The dangers of independence are selfishness, acting at the expense or outright abuse of others, an absence of social connection, lack of help to achieve goals, feelings of superiority and judgment, and more.

The dangers of too much dependence are equally foul—passiveness and laziness, free-riding, lack of drive, and ultimately hopelessness.

In the United States, we idolize independence. This is an educated view, we believe. Doesn’t it increase our freedom? Doesn’t it free people from the shackles of the expectations of others? Doesn’t it maximize our ingenuity? Isn’t self-sufficiency an inherent good?

But the church says something different.

Scripture teaches an utter dependence on God. It is only by his grace that we are capable to do or receive any good thing.

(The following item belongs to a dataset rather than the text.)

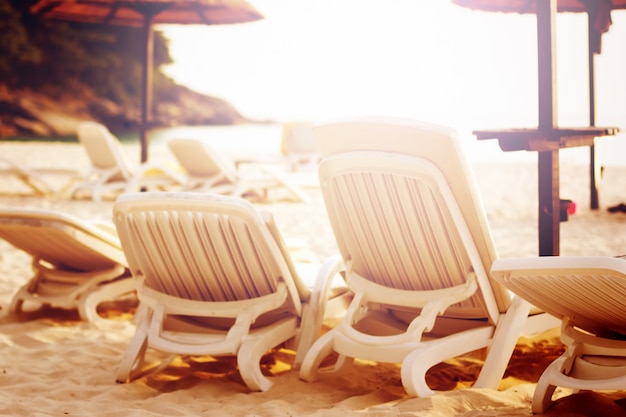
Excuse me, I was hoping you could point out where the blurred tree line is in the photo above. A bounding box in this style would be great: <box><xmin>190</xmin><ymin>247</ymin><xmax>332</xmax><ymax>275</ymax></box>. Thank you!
<box><xmin>0</xmin><ymin>0</ymin><xmax>174</xmax><ymax>109</ymax></box>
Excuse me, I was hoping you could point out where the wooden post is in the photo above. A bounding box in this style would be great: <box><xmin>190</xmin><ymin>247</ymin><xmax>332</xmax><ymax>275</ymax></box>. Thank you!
<box><xmin>536</xmin><ymin>0</ymin><xmax>561</xmax><ymax>256</ymax></box>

But within the church itself, between mortals, I’m not sure we are taught either independence or dependence. We are taught, I think, interdependence.

We teach children in the Christian community to lean on that community—even “burdening” it—while graciously helping to carrying the burdens of others. Social psychologist Jonathan Haidt describes it this way:

[Religious communities] want [their children] to be enmeshed in extended kin networks and congregations where everyone can ask for help from anyone, and everyone is expected to give such help. I believe this is why religious people are so much more generous than secular folk. Interdependence demands greater openness to others, greater willingness to put your own projects on hold and divert your efforts toward others.

The entire Church is utterly dependent on God for salvation and sanctification, and we are willingly interdependent on the Church itself to serve us and let us serve. “It is better to give than to receive,” though in the Church we do both, and both are, to some degree expected.

Interdependence fosters generosity and empathy, other-mindedness and humility, mercy and team spirit. Hopefully, it will also bolster diversity and a culture of honor. We are meant to guard each other, even as we are guarded. We are meant to sacrifice, even as we gain the support of an entire community.

The Church is not like the world. It is built to be dependent on God, and within itself, it fosters community that is neither dependent nor independent, but interdependent.